3.1 Fined-Grained Structured Planning↩︎

Branch-and-Browse performs structured planning through hierarchical task decomposition and tree-based exploration. Given a global instruction \(i\), the agent first generates subtasks \(\{u_1, \dots, u_K\}\) via task_decomposition(), then explores each through iterative Reason–Act–Evaluation cycles. During exploration, active subtasks are adaptively refined using subtask_update() based on the current page context and progress (Figure 2).

3.1.0.1 Subtask Manager.

Similar to general agentic tasks [28][30], complex web instructions often require sequential reasoning over intermediate objectives. The subtask manager provides structured workflow control by maintaining an active subtask \(u_k\) at each iteration. Each subtask is defined by an objective function \(\mathcal{O}(u_k)\) and a success predicate \(\mathcal{A}(u_k)\) that indicates whether progress toward the goal has been achieved. Initially, the set of subtasks \(\{u_1, \dots, u_K\}\) is generated by \[\{u_1, \dots, u_K\} = \texttt{task\_decomposition}(i),\] where \(i\) is the natural language task intent. Since this decomposition occurs before any real page context is available, some subtasks may not align with the actual site structure—e.g., a subtask expecting a “sales report” section on an e-commerce homepage where such content does not exist. To address this, after each round of exploration, the manager performs a contextual update using \[u_k \leftarrow \texttt{subtask\_update}(u_k, o_t, \tau_{\leq t}),\] even when no progress is made. This adaptive refinement allows the agent to reinterpret or reformulate the current subtask based on observed evidence—such as replacing an unreachable objective with a semantically related alternative discovered through browsing. If \(\mathcal{A}(u_k)\) is satisfied, the subtask is marked as complete and the next subtask \(u_{k+1}\) is activated. This dynamic adjustment prevents dead-end reasoning and ensures that exploration remains grounded in the real page context.

3.1.0.2 Tree Exploration.

The exploration process is formulated as a search over a tree \(\mathcal{T}\), where each node represents a visited web page (state) and each edge corresponds to a candidate system action \(a_t \in \mathcal{A}\). The agent maintains a frontier \(\mathcal{F}\) of expandable nodes, each associated with a value estimate guiding prioritization [20]. At each iteration, the agent selects the node with the highest utility value \(v\) from the frontier: \[(o, v) \leftarrow \arg\max_{(o', v') \in \mathcal{F}} v'.\] The selected node \(o\) is then expanded by generating a set of candidate actions \(\{a_i\}_{i=1}^{b}\), where \(b\) is the branching factor controlling exploration breadth. Each action yields a successor observation \(o^{(i)} = T(o, a_i)\), which inherits contextual memory and the current subtask state from its parent.

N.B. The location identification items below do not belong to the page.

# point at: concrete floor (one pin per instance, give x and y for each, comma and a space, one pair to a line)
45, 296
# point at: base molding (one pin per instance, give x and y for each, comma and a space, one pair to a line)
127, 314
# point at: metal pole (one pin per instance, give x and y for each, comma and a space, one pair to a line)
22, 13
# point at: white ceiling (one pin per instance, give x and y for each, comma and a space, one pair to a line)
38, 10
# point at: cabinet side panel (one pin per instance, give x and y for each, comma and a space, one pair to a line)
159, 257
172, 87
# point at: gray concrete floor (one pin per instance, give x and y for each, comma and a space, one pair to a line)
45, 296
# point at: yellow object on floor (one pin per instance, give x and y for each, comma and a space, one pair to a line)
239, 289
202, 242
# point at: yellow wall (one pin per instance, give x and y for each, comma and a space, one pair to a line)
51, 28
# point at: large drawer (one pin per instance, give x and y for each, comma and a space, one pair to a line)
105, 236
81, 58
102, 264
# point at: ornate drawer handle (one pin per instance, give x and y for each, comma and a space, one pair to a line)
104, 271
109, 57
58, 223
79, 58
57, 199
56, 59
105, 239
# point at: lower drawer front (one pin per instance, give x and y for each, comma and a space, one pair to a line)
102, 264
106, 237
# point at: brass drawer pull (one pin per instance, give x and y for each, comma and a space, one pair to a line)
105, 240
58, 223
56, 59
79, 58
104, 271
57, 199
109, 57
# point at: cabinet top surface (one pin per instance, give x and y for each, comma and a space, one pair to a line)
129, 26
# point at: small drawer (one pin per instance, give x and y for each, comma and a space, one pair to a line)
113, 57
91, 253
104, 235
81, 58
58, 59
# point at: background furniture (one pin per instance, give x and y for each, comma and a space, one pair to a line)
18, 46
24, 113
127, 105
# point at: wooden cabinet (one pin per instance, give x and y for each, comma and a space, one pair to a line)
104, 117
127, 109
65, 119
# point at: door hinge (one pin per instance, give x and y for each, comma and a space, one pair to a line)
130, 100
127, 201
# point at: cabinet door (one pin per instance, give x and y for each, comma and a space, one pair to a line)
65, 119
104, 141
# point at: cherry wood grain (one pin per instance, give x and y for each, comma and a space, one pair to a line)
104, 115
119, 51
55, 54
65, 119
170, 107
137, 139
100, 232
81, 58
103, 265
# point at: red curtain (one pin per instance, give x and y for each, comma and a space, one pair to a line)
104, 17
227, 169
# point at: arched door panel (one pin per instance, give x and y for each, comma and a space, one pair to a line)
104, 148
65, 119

Exploration proceeds through iterative Reason–Act–Evaluation cycles, during which the agent reasons about the next action, executes it, and evaluates the resulting page state. Branches that achieve subtask goals trigger subtask_update() to transition to the next subgoal, while low-value or repetitive branches are pruned from the frontier. Replay links (dashed edges in Figure 2) allow fast backtracking and reuse of previously visited contexts, preventing redundant page loads. The process continues until a node satisfies the overall task goal \(\mathcal{G}(i)\) or the exploration budget \(c\) is consumed. This hierarchical, subtask-aware search structure ensures controllable exploration depth, efficient reuse of prior context, and robust completion of multi-step web tasks.

Figure 3: Example of reason context in branch-and-browse. During tree exploration, the agent on Page 3 reasons to execute a web interaction (browser_click), acts on the referenced element, and evaluates the outcome (score = 0), leading to Page 4. The page-level context records the task objective, progress summary, reason–action history, and page snapshot. The Page 3 Action Memory is updated by appending the new action (highlighted in blue) while marking it as irrelevant to the current goal. This cached record guides future reasoning, allowing the agent to avoid redundant exploration and efficiently backtrack during replay.

3.2 Exploration Acceleration↩︎

To enhance the efficiency of structured planning, Branch-and-Browse incorporates two complementary acceleration mechanisms: nearest-URL state replay and background reasoning. These components reduce redundant execution, enable fast recovery from failed trajectories, and improve search efficiency by prioritizing promising branches without exhaustive expansion.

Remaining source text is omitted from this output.